Seeking $25 Billion, Big Three to Get a Second Chance on the Hill
Saturday, November 22, 2008; Page D01
In just 10 days, Detroit's Big Three automakers hope to re-plead their case for a $25 billion emergency loan. But this time they will be expected to produce clearer business plans.
The letter came a day after congressional leaders delayed a vote on providing the auto industry as much as $25 billion in emergency aid.
President Bush, in his weekly radio address, castigated Democrats for failing to vote on an alternative proposal to let automakers instead tap $25 billion in loans that are supposed to help them improve the fuel efficiency of their cars.
"If the automakers are willing to make the hard decisions needed to become viable, they should be able to receive the funds Congress already allotted to them for other purposes," Bush said. "The American people expect their elected leaders to do what it takes to solve it."
Pelosi and others have said there was not enough support in Congress to provide funding without a detailed turnaround plan.
"We don't have any intention of seeing the auto industry go down, but they have to come up with how they survive themselves," Pelosi told reporters yesterday.
Pelosi and Reid laid out a number of requirements for a restructuring plan that would generally answer three questions:
1. How will the $25 billion be spent and paid back?
In testimony this week, the automakers told Congress they intend to split the $25 billion emergency loan roughly along the lines of their share of the U.S. market. GM, being the largest, would get about $10 billion to $12 billion. Ford and Chrysler would take about $7 billion to $8 billion each.
Asked by Sen. Richard C. Shelby (R-Ala.) how they intended to pay back the loan, Chrysler chief executive Robert L. Nardelli said the automakers hoped the money would buy them time to transform their businesses.
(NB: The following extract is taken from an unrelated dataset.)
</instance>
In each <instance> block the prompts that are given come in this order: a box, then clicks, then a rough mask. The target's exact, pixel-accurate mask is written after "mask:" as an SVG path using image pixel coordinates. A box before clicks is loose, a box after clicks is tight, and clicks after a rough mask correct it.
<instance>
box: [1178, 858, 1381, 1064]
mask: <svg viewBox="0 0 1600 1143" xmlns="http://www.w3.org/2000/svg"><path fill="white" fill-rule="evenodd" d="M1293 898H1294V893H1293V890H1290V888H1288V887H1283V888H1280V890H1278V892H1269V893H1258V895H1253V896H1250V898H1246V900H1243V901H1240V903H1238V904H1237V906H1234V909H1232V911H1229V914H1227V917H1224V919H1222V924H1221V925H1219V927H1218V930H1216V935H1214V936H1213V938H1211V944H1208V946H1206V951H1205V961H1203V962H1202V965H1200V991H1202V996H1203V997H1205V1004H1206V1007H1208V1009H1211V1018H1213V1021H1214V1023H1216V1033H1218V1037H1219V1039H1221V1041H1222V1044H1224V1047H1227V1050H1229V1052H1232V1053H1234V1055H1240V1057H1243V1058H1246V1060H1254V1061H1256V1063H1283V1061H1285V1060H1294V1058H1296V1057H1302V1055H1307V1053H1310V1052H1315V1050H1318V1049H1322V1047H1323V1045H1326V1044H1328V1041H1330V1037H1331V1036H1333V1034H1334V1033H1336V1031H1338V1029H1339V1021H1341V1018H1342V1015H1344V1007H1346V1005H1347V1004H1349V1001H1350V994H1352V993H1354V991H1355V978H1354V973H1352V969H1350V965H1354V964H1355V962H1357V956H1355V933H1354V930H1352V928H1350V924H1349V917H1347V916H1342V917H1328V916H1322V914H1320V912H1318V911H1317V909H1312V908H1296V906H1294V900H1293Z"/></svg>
"We wouldn't be here today asking for this if we didn't have a high confidence level that we could weather this economic trough, continue to resize, make these gut-wrenching decisions to come out the other side leaner, more agile, and for us, a higher quality, higher-reliable product," he said.
Yet some industry analysts said GM alone may need as much as $30 billion next year to deal with a cash shortfall. Pelosi and Reid are asking the automakers to provide "documented assessments" of their current financial positions and to outline their plans for meeting health-care and pension obligations. They want estimates for when the loans would be repaid under varying auto sales conditions.